There are also new challenges emerging that threaten the foundation of a hospital system's business. Namely, hospital executives know the high-priced, low-convenience model they've been running for years is ripe for disruption from retailers and employers—organizations that, until now, have been only on the periphery of health care.
"If I asked you right now, who are our competitors who are the competitors of Community Health Network, I bet you would say IU Health, St. Vincent’s Health and Franciscan, primarily. Those are the three primary competitors," Mills said.
But then he set his listeners straight.
"Walgreens, Wal-Mart, CVS, employer clinics, Target, that’s who our competitors are," Mills said, saying the health care clinics operated by those entities are capturing more and more of the walk-in patient visits that physicians and hospital systems used to own. "We’ve partnered with Walgreens," Mills added. "We’re far better partnering than we are trying to compete. They’re not going to go away. They’re probably 50,000 times our size."
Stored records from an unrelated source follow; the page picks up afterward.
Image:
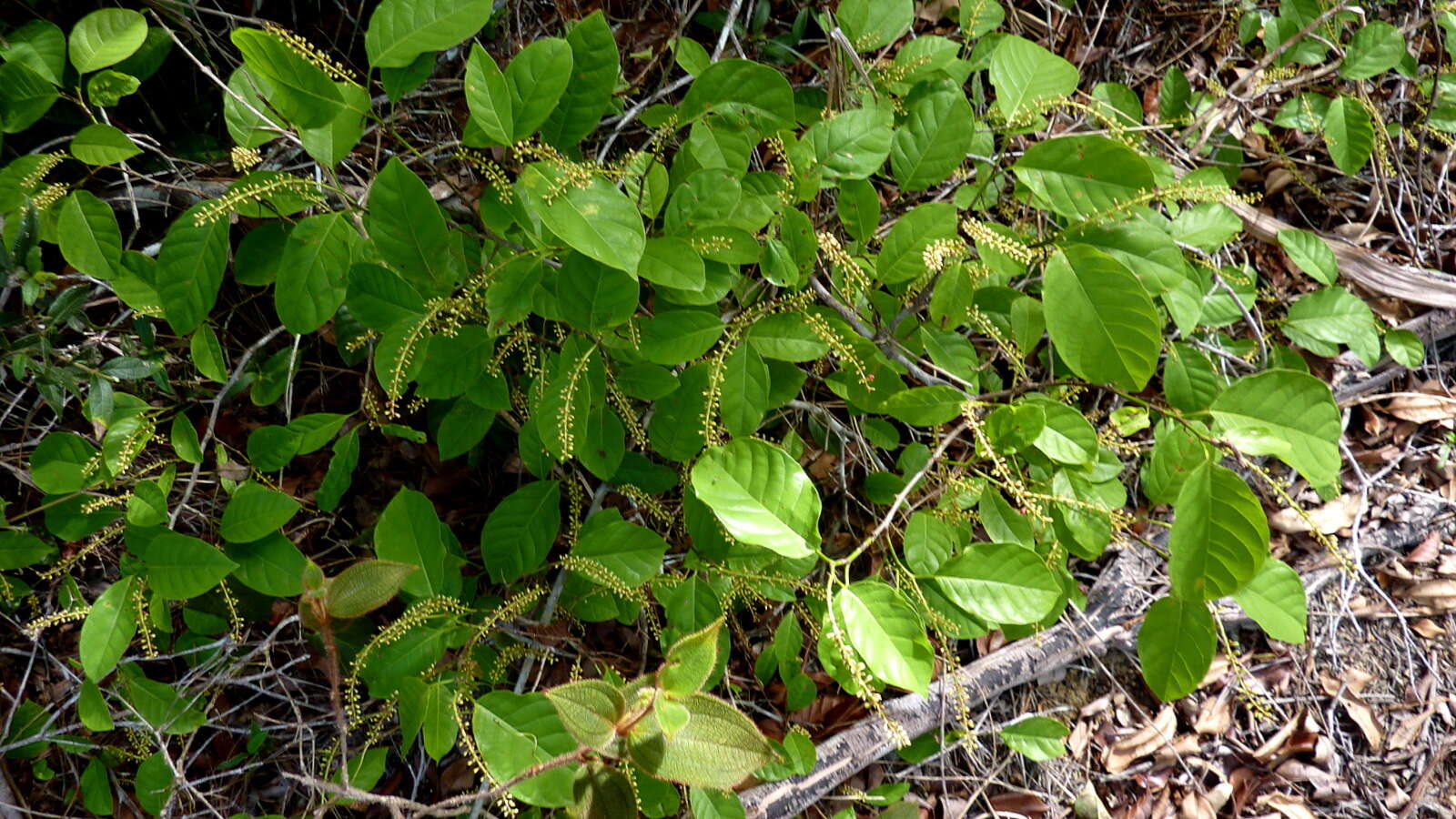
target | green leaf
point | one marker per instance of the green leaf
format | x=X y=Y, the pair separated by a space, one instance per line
x=590 y=710
x=108 y=630
x=404 y=29
x=744 y=390
x=364 y=586
x=516 y=732
x=1084 y=175
x=761 y=496
x=191 y=267
x=329 y=145
x=1276 y=601
x=926 y=405
x=1405 y=347
x=106 y=36
x=874 y=24
x=300 y=91
x=597 y=220
x=1037 y=738
x=102 y=145
x=536 y=79
x=60 y=464
x=410 y=232
x=934 y=138
x=852 y=145
x=718 y=748
x=269 y=566
x=1004 y=583
x=490 y=96
x=255 y=511
x=744 y=87
x=1176 y=646
x=410 y=532
x=691 y=662
x=592 y=296
x=594 y=67
x=1220 y=535
x=881 y=627
x=631 y=552
x=153 y=783
x=1375 y=48
x=521 y=530
x=313 y=271
x=1310 y=254
x=341 y=471
x=1101 y=318
x=1288 y=414
x=91 y=238
x=25 y=96
x=108 y=87
x=1026 y=77
x=178 y=567
x=1349 y=135
x=902 y=257
x=931 y=541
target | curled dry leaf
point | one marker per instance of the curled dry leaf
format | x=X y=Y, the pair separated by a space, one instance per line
x=1143 y=742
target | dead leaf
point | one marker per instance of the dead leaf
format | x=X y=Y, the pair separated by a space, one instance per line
x=1329 y=519
x=1289 y=806
x=1421 y=407
x=1143 y=742
x=1427 y=550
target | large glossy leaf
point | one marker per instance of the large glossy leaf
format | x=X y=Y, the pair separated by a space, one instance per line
x=1026 y=76
x=490 y=96
x=408 y=229
x=1288 y=414
x=410 y=532
x=852 y=145
x=597 y=220
x=108 y=630
x=191 y=267
x=761 y=494
x=874 y=24
x=1084 y=175
x=313 y=271
x=255 y=511
x=91 y=238
x=521 y=531
x=934 y=138
x=404 y=29
x=744 y=87
x=594 y=66
x=1176 y=646
x=1349 y=135
x=1220 y=535
x=881 y=627
x=300 y=91
x=1276 y=601
x=178 y=566
x=1001 y=583
x=1101 y=318
x=536 y=79
x=106 y=36
x=516 y=732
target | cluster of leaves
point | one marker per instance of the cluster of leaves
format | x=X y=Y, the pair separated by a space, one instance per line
x=1009 y=334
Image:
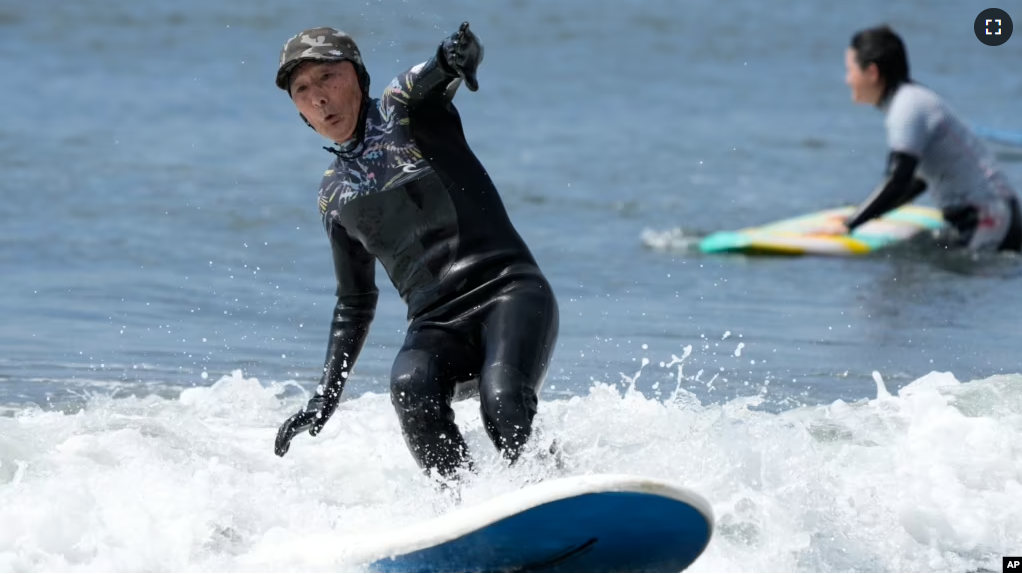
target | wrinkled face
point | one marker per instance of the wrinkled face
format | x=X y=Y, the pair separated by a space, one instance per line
x=329 y=96
x=867 y=86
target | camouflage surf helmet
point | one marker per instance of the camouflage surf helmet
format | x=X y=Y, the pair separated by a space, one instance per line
x=325 y=44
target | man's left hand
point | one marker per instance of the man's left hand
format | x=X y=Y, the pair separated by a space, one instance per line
x=463 y=53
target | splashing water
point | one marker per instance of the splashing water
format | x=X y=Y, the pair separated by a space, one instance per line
x=927 y=479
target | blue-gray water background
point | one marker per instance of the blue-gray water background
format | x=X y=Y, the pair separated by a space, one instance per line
x=158 y=228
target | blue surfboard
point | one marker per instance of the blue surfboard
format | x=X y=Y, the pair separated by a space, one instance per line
x=599 y=523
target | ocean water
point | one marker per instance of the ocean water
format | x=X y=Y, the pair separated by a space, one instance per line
x=167 y=285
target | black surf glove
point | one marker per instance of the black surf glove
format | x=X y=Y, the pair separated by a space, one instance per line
x=311 y=419
x=462 y=53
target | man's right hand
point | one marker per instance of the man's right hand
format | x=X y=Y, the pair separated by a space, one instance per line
x=311 y=419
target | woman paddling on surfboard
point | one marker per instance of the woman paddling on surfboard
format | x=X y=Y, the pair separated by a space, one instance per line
x=930 y=148
x=404 y=188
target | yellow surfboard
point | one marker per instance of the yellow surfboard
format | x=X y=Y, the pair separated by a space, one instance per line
x=795 y=236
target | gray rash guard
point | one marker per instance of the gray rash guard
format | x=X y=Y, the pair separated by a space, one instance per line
x=957 y=166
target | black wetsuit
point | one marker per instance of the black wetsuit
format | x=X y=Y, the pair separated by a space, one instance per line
x=418 y=200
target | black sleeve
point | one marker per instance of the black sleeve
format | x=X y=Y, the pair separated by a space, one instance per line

In addition to partnering, Mills also said Community would begin posting its retail prices and quality metrics for about 20-25 common retail items, such as physician office visits, a session of physical therapy, an MRI scan.
'There are about 20 to 25 items that people shop on these things, and we’ve got to be price competitive," Mills said. "And we’re not going to raise the prices on any of them. Guaranteed."
(You can watch these comments at the beginning of the video below.)
Employers are the other big threat to Community and hospitals like it. Mills said—and I have heard other health care executives say this too—that employers are increasingly looking to become active purchasers of health care. Until now, they have just been purchasers of discounts negotiated by health insurers such as Anthem Blue Cross and Blue Shield, the Indiana subsidiary of WellPoint Inc.
But that is changing, Mills said. He predicted employers would start operating their own private insurance exchanges for their workers. These private exchanges might present health plans selected via a bidding process among hospital systems or other groups of health care providers. The state of Indiana, which has about 36,000, is looking at this approach already, Mills said.
"These private exchanges are going to say, 'We’re going to take my 36,000 employees, and I’m going to start shopping for health care. These 36,000 people are going to need 100,000 office visits and 5,000 surgeries and 100 days in hospital. … So I’m just going to line up all the people to provide this and say, "Give me a price."'"
"That changes health care like that," Mills added. (Watch at about the 6:00 minute mark in the Mills4 video above.)
But Mills thinks Community can adapt to that change by engaging directly with self-funded employers, not just by working through health insurers.
"We’re going to work with them. We’ve got to go hands on to make sure that works," Mills said of employers, saying Community would offer easier access and assign nurse managers to specific employers and their workers to improve the health of people with chronic diseases. "That’s a key piece of our strategy, is to make sure we form these direct relationships with the employer and their employees, and not just and make sure we get them through the insurer."
Mills said Community has a head start on other hospital systems, because it has pushed recently to ramp up patient access. In fact, Community was the only hospital system to see a general increase in patient volumes last year. (You can see Mills discuss Community's 2013 performance as well as his explanation of the breakdown in merger talks with Eskenazi, in the video below.)
But even the nature of "patient visits" is changing, Mills noted, with far more encounters happening via telehealth services or by providers going to work sites, retail clinics and other places that are more convenient for patients to receive care.
"Many of the patients that receive care in this system will never go to a facility. Never," Mills said in the video below. "And the ones that go to facilities, particularly inpatient, are going to be ones that are very, very, very sick. But that’s going to continue to be a shrinking market."